Experiences with Smart City development have shown that the following best practices can help achieve useful results at a reasonable cost.

  • Create city-wide, inclusive Smart City strategies: This approach serves to gather stakeholder input in order to prioritize each city’s goals by focusing on specific challenges that stakeholders face, aligning departments around common visions with internal and external buy-ins, and different approaches to the chosen starting point for each city. By including external stakeholder participation early on, the strategy gains local buy-ins and legitimacy, and increases the likelihood for broad support of the initiatives.

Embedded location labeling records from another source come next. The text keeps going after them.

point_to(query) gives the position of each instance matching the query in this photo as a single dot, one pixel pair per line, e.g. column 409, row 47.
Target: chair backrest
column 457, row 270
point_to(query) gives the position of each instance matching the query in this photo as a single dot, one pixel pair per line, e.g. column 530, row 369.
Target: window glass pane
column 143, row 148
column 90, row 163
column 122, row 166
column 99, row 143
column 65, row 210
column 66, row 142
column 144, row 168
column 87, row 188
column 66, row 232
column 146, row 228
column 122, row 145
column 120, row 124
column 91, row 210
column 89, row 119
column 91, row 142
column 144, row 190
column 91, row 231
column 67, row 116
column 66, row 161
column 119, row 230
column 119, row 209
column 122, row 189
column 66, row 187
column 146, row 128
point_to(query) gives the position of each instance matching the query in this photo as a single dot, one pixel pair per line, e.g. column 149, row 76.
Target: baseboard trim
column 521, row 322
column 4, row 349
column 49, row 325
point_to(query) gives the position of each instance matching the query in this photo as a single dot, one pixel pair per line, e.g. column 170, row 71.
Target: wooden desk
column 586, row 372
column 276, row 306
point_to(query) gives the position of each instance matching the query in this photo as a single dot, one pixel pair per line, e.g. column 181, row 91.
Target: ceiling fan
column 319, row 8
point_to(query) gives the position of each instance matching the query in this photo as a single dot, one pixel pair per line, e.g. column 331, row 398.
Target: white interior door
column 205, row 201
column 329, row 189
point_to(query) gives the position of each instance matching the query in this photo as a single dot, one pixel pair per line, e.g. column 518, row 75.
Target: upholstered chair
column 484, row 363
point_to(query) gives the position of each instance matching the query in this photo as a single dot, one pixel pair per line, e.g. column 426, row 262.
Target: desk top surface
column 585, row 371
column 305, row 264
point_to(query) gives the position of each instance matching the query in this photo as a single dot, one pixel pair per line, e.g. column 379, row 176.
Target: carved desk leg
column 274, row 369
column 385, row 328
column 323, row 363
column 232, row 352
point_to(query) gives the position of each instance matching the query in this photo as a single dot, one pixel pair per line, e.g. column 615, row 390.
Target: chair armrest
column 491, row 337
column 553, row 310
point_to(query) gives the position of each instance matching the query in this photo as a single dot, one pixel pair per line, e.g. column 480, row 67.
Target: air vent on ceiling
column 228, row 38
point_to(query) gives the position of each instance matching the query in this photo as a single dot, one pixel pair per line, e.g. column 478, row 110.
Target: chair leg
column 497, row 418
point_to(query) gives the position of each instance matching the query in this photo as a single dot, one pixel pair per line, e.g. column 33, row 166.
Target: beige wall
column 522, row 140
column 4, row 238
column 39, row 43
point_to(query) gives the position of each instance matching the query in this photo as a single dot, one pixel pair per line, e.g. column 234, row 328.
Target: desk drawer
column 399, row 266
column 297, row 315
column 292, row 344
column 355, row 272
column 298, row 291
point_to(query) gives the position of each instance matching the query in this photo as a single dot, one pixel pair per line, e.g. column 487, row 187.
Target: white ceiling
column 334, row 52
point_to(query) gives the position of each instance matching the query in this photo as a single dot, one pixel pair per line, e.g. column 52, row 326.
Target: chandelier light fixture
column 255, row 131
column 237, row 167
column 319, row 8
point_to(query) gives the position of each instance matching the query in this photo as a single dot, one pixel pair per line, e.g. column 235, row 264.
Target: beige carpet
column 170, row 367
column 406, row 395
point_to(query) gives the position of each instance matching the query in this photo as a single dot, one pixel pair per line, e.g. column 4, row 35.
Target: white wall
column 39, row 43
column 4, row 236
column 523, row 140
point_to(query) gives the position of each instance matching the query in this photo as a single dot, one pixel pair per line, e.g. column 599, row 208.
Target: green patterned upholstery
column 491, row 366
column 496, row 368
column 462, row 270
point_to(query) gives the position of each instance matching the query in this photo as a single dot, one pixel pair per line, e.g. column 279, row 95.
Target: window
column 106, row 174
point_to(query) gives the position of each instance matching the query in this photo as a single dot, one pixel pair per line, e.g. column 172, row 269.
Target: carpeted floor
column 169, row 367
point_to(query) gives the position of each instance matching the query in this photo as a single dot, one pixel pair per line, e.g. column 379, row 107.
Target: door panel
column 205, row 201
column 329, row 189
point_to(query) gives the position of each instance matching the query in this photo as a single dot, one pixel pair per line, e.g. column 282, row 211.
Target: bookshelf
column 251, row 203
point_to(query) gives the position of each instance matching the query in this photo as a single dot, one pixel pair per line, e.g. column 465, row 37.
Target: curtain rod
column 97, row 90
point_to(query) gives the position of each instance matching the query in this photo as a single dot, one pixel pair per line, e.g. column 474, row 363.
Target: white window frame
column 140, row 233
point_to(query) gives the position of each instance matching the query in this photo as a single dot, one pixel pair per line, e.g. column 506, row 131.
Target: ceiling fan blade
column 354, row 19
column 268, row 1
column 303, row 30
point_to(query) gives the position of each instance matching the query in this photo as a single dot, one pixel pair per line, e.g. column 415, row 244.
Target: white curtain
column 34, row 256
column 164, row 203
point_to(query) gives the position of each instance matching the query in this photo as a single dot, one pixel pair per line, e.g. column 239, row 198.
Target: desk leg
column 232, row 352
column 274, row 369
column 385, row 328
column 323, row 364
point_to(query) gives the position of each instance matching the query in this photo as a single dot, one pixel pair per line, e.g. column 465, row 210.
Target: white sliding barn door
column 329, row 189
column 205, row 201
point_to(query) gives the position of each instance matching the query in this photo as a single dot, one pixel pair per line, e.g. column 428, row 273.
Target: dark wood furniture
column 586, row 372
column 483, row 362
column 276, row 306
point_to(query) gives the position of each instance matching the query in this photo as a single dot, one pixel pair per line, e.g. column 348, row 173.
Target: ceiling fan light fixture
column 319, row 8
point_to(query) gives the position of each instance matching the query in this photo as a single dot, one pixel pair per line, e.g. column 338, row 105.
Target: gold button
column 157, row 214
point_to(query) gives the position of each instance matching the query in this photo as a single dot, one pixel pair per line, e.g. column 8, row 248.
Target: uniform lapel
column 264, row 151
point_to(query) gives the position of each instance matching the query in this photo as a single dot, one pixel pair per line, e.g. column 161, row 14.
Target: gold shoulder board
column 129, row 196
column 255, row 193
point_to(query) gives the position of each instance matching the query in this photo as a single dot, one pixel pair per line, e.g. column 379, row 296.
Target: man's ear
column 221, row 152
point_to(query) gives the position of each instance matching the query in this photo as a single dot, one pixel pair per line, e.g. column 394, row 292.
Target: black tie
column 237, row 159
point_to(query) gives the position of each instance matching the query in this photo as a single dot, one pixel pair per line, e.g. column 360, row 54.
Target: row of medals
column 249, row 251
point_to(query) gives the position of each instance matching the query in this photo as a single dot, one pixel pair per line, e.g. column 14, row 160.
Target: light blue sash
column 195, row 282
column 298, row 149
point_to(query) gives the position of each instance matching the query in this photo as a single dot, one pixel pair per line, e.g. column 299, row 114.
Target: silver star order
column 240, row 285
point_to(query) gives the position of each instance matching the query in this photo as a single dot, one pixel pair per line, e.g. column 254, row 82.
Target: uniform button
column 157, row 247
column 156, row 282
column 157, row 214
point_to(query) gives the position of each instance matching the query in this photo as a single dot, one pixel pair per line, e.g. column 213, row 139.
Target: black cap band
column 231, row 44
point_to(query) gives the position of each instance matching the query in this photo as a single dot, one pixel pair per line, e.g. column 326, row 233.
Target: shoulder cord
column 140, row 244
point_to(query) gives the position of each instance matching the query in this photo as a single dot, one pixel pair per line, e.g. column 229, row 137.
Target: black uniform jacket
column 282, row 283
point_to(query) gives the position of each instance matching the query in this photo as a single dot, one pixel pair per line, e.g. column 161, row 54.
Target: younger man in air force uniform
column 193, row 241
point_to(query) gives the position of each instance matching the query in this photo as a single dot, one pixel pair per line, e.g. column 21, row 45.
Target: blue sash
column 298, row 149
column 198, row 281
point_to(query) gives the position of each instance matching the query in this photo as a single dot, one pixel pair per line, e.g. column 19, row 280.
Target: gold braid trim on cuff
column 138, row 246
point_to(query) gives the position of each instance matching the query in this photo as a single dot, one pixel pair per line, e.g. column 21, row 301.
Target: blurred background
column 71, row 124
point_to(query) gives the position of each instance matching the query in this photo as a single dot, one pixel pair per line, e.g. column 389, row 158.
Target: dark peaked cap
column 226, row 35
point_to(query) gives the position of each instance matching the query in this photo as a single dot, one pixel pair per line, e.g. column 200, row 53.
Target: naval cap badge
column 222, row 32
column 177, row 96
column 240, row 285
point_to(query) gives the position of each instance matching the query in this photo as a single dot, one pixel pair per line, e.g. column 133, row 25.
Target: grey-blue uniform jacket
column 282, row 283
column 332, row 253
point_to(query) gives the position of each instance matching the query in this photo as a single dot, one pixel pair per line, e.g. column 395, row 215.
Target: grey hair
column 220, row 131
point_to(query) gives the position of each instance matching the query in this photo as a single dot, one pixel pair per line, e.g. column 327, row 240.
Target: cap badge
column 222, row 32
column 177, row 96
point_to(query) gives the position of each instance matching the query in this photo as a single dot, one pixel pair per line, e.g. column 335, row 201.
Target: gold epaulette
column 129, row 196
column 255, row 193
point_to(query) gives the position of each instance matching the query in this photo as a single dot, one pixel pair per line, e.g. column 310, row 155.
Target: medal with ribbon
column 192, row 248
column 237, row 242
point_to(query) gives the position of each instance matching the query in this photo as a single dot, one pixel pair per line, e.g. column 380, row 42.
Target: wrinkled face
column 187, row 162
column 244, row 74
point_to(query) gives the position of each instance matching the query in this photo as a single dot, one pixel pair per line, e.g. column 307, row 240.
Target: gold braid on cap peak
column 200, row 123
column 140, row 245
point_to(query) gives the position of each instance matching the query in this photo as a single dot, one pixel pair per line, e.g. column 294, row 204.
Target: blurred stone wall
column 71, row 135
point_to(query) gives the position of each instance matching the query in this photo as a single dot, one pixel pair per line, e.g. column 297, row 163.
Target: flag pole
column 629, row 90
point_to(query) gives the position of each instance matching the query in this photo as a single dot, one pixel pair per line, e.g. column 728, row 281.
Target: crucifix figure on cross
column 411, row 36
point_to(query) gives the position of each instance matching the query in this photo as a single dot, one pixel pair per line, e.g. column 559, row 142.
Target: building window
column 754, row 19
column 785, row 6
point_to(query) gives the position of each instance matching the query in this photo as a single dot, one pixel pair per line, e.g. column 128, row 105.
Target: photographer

Smart City best-practice planning and use of stakeholders

  • Realize regional variation in IOC implementation: Many cities are adopting open, city-wide platforms that use cloud-based technologies. Western cities are less likely to have large, multi-department operating centers, preferring to work with physically separate locations that share a data layer provided by cloud solutions. Integrated data visualization requires substantial buy-in from multiple stakeholders and departments. Once this is accomplished, however, the benefits of implementation will have far greater reach and impact for the city. Risk will also be shared across departments.
  • Look for quick wins: The development of Smart Cities is a long-term, complex endeavor, but the implementation of discrete Smart City projects that fit into a long-term vision can be expedited. A recommended path is to develop a strategic vision and then identify small, measurable public projects that will demonstrate success. Examples include limited video analytics projects and body-worn camera deployments.
  • Focus on governance: In IDC’s case study research, many public safety groups have stressed that organizations starting multi-agency, data-sharing arrangements should pay special attention to governance. Comparatively, technology is the easy part.
  • Take a multi-agency focus from the onset: IDC recommends that organizations tied closely to the economic challenges currently facing law enforcement fundamentally change their operational ecosystem. Various units within an organization and among multiple agencies can pool resources and create centralized cloud repositories.
  • Ensure data quality: Data quality and validation are critical to using insights across multiple agencies. Organizations typically underestimate the amount of effort required to harmonize and integrate information from multiple systems. Information models such as the U.S.-originated National Information Exchange Model (NIEM) will become invaluable in ensuring that data sharing can occur with optimal fluidity.
  • Seek out scalability and easy integration: Irrespective of the cloud deployment model implemented by a city, that city needs to build or purchase a scalable architecture that can accommodate and manage all digital assets.
  • Go mobile: Mobile devices and mobile-enabled core ‘business’ solutions are key for effective police service delivery. Police officers need the capability to enter and receive real-time data to enhance situational awareness.
  • Quantify business outcomes: Municipal organizations seldom make it a priority to quantify business outcomes. However, IDC recommends that organizations define Key Performance Indicators (KPIs) prior to implementing an IOC in order to make a strong case for further business investments and set the stage for communicating success to citizens, tourists, and businesses.

Thriving in Smart Cities

The core goal of a Smart City is sustainable economic development and growth. Smart Cities use Smart City initiatives to attract more businesses, startups, tourists, visitors, and residents. By optimizing urban transportation, Smart Cities make it easier for people to shop, attend events, and go to work. Safe Cities and clean cities that follow sustainable environmental practices attract companies and individuals who want a good place to live and work. Many Smart City features pay for themselves in a short time, and nearly all of them offer long-term payoffs in the form of thriving social and economic activity.